Gela, tracce di metalli tossici presenti su lavoratori della fabbrica Eni
Metalli tossici, dal vanadio al nichel, presenti non solo nel bulbo dei capelli di diversi operai della fabbrica Eni ma, ancora, negli ortaggi: così come nei camini dello stabilimento e nelle centraline di rilevamento presenti in città. Ricerche e analisi sono state realizzate da tecnici locali, spesso anche a sostegno delle indagini condotte dalla procura della repubblica di Gela.
“Abbiamo appurato – dice il dottore Paolo Scicolone – la presenza di metalli pericolosi nei campioni di bulbi dei capelli di almeno 70 operai dello stabilimento, analizzati in un laboratorio di Reggio Emilia, altamente specializzato. Le stesse tracce, però, sussistono in campioni di ortaggi e, inoltre, nei camini di scarico della raffineria e nei dati prodotti dalle centraline di rilevamento. Ovviamente, potrebbe essere un caso. Ma, di certo, questi metalli tossici esistono nell’atmosfera di Gela”.
Una correlazione fra l’attività industriale e il ritrovamento di metalli pesanti?
“Purtroppo – dice l’esperto in scienze ambientali Andrea Virdiano – non è così semplice individuare un nesso di causalità fra la presenza industriale e i dati da noi rilevati. Proprio per questo motivo, anche i processi penali non hanno avuto l’esito atteso da molti lavoratori e lo stesso dicasi per le cause civili”. Metalli pesanti e amianto che rimangono al centro dei pensieri e delle vite di tanti lavoratori della fabbrica Eni, e non solo.
“Normalmente – ammette ancora Scicolone – metalli pesanti sono presenti anche nei campioni biologici di cittadini di altri comuni, ad esempio del nord Italia. Ma, in quei casi, le percentuali sono davvero basse. Nichel e vanadio possono rintracciarsi in un caso su cento. Tra gli operai gelesi, invece, il nichel individuato dai laboratori era presente in 57 casi su 70 e il vanadio in 42 di loro”.
Altra tegola ancora non riparata è quella dell’amianto.
“Il problema per i lavoratori che non hanno ancora ottenuto il riconoscimento dei contributi per la loro esposizione all’amianto – dichiara Giovanni Failla dell’Inail – deriva dal fatto che nessuna azienda di Gela, dalla più grande alla più piccola, si è mai assicurata contro questo rischio. Quindi, nessun dirigente ha mai ritenuto opportuno pagare un premio più elevato del normale per garantire i propri dipendenti”.
I casi e le storie sono molteplici: per anni sottoposti all’amianto e, ancora oggi, privi del riconoscimento da parte dell’Inail.
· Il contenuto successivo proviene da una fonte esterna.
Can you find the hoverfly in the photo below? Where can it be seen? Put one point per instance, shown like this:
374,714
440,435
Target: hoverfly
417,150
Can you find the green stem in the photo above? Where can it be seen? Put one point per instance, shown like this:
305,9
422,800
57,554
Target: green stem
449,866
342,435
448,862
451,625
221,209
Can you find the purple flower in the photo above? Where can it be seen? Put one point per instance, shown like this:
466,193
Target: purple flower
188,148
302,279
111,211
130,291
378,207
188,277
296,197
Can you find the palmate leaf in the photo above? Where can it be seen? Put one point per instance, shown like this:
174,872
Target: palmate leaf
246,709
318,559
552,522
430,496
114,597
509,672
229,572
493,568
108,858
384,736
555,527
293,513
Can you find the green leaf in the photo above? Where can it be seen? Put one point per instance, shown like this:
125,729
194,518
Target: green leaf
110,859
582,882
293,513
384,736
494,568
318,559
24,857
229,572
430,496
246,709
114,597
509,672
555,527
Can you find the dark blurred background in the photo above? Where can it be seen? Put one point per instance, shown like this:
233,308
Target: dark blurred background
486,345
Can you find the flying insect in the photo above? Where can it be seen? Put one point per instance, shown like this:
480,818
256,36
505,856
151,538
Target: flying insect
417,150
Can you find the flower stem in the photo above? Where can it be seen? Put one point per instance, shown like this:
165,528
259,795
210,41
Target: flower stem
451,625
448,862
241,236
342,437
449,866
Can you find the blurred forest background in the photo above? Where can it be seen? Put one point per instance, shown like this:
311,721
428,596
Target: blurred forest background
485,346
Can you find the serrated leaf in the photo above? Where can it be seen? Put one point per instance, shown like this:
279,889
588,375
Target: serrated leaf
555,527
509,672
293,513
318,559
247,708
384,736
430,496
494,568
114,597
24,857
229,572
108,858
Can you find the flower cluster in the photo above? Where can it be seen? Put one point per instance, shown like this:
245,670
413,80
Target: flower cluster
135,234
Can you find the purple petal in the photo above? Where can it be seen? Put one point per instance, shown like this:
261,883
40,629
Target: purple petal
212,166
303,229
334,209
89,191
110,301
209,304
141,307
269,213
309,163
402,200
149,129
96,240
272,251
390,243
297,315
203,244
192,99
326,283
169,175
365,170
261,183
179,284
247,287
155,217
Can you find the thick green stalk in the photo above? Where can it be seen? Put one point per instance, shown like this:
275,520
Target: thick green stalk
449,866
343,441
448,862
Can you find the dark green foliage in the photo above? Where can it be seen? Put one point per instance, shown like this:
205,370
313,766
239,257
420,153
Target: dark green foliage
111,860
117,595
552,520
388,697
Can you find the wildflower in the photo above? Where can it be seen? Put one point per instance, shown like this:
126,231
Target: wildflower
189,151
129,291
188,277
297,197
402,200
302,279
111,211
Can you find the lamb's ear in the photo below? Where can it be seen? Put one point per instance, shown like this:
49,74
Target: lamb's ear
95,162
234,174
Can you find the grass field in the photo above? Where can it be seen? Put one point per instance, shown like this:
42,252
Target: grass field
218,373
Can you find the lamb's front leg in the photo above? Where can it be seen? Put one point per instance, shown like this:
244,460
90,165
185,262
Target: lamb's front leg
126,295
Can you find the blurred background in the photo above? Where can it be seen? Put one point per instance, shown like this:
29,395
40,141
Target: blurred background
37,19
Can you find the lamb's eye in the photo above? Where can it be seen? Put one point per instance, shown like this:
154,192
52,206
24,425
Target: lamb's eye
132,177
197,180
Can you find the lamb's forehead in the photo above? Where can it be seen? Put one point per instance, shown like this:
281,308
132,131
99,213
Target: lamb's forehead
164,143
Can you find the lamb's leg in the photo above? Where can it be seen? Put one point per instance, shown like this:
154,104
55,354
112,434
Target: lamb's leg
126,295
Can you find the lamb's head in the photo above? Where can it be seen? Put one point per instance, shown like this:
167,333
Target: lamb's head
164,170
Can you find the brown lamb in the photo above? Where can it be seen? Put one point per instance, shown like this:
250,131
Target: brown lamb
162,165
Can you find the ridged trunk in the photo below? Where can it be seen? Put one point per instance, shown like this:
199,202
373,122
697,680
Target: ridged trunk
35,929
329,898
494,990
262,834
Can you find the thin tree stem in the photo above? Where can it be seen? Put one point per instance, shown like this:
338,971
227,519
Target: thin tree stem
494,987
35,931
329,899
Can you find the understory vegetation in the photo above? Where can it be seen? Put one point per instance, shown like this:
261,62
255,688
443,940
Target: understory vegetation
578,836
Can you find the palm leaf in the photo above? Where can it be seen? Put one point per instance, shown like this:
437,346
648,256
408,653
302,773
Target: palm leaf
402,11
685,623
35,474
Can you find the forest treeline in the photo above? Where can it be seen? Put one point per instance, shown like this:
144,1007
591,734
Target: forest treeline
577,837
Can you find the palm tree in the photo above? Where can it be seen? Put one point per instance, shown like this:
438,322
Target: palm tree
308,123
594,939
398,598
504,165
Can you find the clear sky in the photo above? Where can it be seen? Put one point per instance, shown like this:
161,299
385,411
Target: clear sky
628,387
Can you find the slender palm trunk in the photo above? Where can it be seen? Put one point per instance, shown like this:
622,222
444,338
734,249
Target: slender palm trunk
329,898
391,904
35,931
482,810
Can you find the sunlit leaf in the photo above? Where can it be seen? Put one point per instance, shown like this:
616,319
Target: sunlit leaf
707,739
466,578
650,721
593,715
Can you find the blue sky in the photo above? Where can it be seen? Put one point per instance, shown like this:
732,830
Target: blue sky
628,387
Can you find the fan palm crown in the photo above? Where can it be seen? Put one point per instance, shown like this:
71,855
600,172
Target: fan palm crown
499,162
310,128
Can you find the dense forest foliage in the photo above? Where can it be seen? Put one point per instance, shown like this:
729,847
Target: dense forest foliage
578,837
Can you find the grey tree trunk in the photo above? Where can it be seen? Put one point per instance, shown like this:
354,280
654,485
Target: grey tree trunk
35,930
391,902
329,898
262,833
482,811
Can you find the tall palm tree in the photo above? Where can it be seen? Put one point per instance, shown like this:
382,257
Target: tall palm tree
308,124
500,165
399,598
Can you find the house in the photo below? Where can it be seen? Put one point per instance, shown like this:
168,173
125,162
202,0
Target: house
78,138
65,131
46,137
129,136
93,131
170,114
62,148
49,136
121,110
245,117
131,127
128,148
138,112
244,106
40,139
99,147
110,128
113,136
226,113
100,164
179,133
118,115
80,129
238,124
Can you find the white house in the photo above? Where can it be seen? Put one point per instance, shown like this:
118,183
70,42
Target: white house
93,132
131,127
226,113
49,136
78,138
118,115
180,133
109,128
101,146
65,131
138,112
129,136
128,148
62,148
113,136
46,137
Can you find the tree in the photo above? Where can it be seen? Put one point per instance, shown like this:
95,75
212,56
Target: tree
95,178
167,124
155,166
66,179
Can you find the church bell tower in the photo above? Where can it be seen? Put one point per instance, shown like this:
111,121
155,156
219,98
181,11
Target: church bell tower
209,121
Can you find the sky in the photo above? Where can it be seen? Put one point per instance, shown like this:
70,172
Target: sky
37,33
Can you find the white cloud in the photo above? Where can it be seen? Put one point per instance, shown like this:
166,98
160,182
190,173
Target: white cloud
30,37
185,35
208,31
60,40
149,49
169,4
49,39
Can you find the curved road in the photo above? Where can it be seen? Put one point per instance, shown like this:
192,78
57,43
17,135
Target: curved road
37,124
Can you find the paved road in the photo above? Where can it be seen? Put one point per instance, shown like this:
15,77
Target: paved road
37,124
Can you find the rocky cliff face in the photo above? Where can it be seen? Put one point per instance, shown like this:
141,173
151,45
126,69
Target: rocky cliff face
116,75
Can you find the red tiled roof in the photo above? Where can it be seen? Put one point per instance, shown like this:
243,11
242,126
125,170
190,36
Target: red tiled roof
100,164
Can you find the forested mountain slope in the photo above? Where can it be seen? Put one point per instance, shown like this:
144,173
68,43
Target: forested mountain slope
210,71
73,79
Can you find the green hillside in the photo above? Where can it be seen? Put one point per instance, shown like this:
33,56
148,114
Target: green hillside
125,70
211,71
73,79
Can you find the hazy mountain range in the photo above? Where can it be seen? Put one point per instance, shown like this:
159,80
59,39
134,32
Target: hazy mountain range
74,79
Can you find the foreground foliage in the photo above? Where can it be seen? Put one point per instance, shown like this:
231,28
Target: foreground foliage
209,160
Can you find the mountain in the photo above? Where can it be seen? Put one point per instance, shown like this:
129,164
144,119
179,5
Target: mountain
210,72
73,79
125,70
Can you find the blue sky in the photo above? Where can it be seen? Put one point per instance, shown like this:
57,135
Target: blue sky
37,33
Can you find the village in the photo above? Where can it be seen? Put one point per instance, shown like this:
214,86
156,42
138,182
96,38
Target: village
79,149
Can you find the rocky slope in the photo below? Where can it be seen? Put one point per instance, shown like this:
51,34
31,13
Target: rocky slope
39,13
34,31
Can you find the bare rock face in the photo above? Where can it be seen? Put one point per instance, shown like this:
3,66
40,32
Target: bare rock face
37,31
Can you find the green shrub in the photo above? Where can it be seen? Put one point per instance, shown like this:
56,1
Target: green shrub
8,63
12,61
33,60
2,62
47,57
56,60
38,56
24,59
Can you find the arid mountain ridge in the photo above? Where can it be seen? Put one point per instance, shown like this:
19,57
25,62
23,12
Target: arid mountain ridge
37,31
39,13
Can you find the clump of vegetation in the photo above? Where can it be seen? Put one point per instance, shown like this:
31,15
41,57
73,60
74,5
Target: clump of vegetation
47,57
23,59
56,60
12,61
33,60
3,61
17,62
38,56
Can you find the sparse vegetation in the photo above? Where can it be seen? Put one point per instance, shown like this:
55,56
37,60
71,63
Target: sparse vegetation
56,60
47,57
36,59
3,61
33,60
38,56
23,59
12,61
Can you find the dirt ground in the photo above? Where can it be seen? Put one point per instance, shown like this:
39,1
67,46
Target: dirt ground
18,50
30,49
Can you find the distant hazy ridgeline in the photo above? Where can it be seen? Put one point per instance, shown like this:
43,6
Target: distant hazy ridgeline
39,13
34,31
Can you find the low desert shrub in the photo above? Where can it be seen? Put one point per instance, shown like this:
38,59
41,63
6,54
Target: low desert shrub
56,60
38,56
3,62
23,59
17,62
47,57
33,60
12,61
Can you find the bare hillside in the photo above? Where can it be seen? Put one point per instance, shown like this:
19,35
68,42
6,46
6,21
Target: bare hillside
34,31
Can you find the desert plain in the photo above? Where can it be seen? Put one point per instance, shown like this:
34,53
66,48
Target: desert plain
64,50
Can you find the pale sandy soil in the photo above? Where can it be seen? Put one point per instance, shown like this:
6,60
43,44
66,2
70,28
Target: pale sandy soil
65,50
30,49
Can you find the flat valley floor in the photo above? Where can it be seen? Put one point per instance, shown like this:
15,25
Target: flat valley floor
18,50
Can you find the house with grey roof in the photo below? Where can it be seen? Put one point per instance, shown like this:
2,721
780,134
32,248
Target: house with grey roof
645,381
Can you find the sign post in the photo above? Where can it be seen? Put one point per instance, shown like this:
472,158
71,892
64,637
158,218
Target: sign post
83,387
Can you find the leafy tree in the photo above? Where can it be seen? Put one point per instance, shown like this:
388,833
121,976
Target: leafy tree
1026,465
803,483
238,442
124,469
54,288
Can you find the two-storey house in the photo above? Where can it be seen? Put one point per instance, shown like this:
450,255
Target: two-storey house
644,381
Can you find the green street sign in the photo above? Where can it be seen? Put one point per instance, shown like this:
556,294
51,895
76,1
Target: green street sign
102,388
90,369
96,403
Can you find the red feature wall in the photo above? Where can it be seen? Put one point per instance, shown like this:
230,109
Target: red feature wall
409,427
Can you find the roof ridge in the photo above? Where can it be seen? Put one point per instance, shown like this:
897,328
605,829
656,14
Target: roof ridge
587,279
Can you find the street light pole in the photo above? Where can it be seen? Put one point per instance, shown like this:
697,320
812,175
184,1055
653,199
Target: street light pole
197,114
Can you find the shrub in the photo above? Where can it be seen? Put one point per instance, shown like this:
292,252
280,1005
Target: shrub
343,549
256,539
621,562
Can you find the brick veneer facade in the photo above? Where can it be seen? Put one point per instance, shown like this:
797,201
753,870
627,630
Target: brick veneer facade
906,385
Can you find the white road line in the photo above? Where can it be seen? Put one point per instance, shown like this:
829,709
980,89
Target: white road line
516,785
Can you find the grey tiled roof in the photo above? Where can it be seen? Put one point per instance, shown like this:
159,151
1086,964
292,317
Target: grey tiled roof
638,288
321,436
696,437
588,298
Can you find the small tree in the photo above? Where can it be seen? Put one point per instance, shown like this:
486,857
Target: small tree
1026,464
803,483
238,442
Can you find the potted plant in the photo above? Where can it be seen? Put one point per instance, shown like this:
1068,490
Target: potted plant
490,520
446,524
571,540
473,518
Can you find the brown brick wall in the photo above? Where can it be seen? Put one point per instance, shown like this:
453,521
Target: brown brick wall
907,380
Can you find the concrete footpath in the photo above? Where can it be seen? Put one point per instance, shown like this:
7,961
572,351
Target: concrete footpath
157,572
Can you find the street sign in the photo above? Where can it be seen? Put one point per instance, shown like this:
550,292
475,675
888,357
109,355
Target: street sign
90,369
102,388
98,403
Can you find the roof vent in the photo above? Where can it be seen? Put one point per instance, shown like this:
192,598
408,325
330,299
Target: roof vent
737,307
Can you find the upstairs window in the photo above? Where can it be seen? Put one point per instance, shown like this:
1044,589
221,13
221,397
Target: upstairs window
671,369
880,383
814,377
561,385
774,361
“Stiamo parlando – commenta l’avvocato Ezio Bonanni che segue molti operai – di un problema enorme. I tecnici della Contarp che, per conto dell’Inail, seguono questi casi, hanno sempre dichiarato che l’amianto nello stabilimento petrolchimico di Gela è scomparso fra il 1992 ed il 1993. Le inchieste giudiziarie, invece, ci dicono ben altro. Gli operai esposti continuano a morire e in pochi se ne accorgono. Noi, adesso, non escludiamo neanche l’avvio di un’azione penale nei confronti di questi tecnici che, a mio parere, negano l’evidenza”.
Sarà, quindi, ancora molto lunga la battaglia intrapresa da quegli operai che, a differenza dei loro colleghi, hanno ancora la possibilità di combatterla.